The overwhelming evidence in regional economics is that increases in such spending – say, as a result of a team’s relocation – inevitably produces a displacement in spending on something else. In order to realistically assess how a sports team’s operations impact the economy, we have to think very hard about what that “something else” is.
Unfortunately, such assessment is rare in most impact studies performed to date. They simply look at the spending by those who attend games on restaurants, parking, hotels, concessions, and tickets as if it came bundled up under the Christmas tree.
It is strange, but true, that from an impact point of view, the best thing for the Colts would be to have no local fans whatsoever.
If the stadium were filled in 1984 with fans who traveled here from Baltimore, then their spending could genuinely be considered as new and directly attributable to the presence of the team here.
If that sounds strange, then I should tell you that this was precisely the assumption used in a study of the New England Patriots aborted move to Hartford, Connecticut that would have been financed, in part, by taxpayers of that state. If tens of thousands of Foxboro fans would have extended their trips down to Hartford for each home game, then the economy of that city and state clearly stood to reap a net gain.

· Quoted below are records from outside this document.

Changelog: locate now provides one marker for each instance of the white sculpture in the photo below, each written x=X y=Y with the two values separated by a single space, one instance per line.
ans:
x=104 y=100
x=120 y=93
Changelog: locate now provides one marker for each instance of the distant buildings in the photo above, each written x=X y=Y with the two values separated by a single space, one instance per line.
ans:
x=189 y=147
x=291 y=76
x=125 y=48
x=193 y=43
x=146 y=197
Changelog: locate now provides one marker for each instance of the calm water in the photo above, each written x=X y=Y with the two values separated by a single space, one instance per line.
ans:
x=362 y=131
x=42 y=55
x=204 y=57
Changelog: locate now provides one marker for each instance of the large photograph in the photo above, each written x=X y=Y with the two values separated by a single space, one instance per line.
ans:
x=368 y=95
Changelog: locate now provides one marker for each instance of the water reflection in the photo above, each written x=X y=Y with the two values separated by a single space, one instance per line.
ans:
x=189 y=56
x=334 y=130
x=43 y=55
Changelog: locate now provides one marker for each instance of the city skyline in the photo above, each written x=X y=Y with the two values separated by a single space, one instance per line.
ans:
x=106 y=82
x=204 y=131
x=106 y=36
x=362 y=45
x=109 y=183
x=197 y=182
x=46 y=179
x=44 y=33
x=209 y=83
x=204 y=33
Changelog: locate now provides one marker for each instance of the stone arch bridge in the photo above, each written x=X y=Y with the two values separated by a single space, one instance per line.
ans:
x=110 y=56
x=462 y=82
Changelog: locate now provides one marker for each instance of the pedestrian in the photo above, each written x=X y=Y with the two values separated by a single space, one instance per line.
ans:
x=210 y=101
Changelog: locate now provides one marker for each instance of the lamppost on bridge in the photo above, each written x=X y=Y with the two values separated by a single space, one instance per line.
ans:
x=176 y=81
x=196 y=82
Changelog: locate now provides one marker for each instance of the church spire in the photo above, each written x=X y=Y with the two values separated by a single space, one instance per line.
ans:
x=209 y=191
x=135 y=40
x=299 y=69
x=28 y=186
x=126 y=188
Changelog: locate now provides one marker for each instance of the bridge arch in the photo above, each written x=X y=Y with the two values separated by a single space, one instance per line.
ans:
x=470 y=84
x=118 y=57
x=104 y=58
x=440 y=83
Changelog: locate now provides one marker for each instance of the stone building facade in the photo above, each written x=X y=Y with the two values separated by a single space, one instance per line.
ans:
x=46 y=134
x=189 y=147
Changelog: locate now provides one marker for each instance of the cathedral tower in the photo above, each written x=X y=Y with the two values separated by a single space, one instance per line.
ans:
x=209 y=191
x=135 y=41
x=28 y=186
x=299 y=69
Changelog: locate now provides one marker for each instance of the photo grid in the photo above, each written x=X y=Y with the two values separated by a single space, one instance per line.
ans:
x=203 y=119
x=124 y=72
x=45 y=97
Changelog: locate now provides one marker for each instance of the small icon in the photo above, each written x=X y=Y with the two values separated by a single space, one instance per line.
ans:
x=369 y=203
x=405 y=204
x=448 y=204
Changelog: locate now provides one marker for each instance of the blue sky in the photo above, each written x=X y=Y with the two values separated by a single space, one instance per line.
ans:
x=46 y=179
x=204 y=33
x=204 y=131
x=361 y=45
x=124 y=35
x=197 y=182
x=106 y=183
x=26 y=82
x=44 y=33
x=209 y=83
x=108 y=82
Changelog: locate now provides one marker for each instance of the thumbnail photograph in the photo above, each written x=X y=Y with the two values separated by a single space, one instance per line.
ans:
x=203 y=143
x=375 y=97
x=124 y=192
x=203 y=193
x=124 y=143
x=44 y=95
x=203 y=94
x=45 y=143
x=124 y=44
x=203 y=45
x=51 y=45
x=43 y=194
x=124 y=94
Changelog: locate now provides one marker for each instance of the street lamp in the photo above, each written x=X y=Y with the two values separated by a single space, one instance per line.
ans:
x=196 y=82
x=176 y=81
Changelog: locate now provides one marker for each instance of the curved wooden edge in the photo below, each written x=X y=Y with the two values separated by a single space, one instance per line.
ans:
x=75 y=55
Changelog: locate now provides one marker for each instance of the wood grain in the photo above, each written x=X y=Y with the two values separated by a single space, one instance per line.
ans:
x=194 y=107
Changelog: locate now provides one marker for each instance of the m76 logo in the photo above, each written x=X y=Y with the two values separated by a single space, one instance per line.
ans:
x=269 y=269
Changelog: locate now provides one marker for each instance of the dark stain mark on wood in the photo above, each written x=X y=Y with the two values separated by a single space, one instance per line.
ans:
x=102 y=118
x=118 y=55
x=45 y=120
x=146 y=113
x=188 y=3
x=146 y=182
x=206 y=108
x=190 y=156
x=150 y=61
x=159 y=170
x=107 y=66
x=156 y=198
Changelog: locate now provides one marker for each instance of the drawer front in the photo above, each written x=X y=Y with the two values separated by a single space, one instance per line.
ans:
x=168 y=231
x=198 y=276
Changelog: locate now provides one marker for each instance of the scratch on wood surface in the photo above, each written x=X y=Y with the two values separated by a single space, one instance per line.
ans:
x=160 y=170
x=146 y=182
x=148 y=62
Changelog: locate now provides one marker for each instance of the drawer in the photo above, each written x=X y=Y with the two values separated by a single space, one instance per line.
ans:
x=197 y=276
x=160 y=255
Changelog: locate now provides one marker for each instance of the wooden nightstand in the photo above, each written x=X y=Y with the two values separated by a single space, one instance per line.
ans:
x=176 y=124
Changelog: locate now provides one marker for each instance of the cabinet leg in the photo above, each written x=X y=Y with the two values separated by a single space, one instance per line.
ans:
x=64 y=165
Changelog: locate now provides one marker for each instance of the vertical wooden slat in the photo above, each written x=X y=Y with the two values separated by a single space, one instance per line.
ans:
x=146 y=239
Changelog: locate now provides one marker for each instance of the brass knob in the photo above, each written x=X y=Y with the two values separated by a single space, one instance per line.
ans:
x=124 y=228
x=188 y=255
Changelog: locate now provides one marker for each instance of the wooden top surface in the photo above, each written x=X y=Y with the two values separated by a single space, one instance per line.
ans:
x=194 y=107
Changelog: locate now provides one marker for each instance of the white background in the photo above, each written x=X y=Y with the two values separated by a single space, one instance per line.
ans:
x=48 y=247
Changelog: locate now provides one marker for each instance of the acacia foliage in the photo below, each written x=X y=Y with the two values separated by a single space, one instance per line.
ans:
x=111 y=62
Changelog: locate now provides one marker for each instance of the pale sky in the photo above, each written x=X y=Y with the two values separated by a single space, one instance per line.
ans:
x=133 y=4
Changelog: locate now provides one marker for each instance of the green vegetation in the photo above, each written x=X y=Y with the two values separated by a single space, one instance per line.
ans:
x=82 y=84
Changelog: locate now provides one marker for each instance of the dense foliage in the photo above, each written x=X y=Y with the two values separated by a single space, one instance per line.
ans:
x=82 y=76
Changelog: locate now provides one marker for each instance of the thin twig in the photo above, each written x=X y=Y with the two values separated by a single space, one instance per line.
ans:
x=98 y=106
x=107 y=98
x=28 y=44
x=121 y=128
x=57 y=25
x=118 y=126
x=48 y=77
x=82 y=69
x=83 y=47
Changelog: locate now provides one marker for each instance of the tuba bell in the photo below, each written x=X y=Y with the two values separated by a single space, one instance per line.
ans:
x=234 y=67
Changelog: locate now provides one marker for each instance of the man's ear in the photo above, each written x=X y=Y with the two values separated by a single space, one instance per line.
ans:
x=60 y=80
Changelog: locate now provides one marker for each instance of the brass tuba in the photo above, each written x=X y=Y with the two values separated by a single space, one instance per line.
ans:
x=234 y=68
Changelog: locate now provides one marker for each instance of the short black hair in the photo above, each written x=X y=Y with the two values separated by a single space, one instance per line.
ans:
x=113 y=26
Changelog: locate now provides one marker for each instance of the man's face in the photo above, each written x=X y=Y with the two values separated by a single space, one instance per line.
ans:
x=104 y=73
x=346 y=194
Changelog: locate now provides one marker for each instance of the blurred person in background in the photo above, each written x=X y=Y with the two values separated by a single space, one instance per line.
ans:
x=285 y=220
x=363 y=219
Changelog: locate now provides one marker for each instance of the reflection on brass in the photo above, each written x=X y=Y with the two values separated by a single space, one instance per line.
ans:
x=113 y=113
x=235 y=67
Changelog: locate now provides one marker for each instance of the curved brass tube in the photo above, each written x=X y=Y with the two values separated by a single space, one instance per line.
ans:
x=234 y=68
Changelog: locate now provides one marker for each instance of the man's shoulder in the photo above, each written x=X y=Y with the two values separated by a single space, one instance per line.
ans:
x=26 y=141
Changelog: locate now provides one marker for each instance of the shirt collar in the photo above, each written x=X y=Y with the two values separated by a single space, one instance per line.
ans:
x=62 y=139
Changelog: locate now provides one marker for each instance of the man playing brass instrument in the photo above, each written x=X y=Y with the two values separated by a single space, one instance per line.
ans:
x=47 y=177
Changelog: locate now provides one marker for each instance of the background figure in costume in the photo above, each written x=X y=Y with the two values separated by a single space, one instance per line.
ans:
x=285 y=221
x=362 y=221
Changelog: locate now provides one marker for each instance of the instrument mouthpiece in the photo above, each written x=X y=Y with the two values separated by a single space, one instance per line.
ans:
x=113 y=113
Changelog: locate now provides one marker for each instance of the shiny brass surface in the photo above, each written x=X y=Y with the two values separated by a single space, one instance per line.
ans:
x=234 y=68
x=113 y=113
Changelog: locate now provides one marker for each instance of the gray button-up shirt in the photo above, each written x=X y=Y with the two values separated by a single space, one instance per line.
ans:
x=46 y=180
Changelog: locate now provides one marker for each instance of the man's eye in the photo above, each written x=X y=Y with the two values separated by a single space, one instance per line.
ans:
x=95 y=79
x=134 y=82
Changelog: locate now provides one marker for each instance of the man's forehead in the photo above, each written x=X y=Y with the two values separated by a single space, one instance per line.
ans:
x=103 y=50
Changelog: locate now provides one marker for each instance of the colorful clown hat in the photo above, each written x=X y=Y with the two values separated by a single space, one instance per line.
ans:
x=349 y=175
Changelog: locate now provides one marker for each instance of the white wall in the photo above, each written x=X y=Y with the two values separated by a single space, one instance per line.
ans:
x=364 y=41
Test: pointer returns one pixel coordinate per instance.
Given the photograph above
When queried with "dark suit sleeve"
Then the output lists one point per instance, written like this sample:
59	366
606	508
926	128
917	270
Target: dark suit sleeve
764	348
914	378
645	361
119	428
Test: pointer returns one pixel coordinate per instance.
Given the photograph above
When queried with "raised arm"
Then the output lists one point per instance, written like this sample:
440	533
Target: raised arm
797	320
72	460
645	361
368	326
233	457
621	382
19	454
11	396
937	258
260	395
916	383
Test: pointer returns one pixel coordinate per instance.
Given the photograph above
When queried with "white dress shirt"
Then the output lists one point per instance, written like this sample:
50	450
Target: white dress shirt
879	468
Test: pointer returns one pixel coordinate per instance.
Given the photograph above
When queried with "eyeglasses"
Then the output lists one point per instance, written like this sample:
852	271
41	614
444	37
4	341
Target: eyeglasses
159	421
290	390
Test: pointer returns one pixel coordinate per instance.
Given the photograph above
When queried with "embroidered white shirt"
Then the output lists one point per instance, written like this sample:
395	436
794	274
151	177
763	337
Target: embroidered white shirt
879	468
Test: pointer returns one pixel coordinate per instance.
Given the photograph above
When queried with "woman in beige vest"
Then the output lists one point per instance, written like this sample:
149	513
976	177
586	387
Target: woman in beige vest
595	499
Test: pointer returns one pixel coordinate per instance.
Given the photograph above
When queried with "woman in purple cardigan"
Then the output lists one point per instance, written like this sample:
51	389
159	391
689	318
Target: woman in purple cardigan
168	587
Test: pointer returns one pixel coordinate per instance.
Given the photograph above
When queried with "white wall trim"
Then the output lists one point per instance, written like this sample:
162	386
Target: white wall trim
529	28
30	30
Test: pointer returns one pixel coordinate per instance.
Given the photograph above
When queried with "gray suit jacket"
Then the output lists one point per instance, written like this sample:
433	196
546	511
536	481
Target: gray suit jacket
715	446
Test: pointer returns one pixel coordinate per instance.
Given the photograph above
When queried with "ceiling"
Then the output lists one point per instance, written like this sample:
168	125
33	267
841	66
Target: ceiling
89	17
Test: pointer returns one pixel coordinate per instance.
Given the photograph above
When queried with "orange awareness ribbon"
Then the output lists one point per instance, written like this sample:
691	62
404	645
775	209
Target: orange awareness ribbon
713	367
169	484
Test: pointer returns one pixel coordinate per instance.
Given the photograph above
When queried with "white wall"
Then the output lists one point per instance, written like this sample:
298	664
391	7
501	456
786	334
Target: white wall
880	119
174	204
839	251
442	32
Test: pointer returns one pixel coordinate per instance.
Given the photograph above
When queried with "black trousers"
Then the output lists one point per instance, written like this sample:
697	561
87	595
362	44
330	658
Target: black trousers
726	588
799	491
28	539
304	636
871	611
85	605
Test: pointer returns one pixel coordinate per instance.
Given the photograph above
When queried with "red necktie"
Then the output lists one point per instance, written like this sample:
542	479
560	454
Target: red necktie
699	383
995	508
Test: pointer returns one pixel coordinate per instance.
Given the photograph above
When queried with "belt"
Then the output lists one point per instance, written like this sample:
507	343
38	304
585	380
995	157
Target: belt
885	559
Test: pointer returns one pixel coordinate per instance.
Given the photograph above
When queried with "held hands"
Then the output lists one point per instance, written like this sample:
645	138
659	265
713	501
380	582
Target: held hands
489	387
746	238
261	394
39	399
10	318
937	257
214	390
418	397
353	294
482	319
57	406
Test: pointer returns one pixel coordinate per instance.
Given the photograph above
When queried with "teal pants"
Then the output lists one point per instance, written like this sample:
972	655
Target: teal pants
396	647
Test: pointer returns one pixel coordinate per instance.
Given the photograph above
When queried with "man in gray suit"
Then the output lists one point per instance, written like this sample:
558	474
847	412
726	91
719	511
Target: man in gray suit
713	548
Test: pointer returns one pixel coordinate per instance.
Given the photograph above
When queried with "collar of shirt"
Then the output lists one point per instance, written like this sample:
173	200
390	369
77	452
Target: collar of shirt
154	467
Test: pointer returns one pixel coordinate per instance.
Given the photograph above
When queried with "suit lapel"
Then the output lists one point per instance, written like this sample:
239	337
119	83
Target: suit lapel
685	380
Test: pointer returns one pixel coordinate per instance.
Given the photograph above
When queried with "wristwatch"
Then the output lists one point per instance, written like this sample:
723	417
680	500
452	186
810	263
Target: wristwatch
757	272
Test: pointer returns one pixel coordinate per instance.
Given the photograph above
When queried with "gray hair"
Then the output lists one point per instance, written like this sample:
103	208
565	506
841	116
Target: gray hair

The principle of spending displacement applies to the public sector as well. If public funds are expended in support of the Colts, those monies are not available for other uses.
There’s more to this issue than will fit in this space, of course. The so-called intangibles of having a major league franchise, the appeal of luxury boxes at sports stadiums to corporate executives, and the impact of athletes as role models in the community are all frequently used to justify dipping into the public purse to support what is essentially an entertainment product. But if someone tells you that the economy will benefit, my advice is to be skeptical.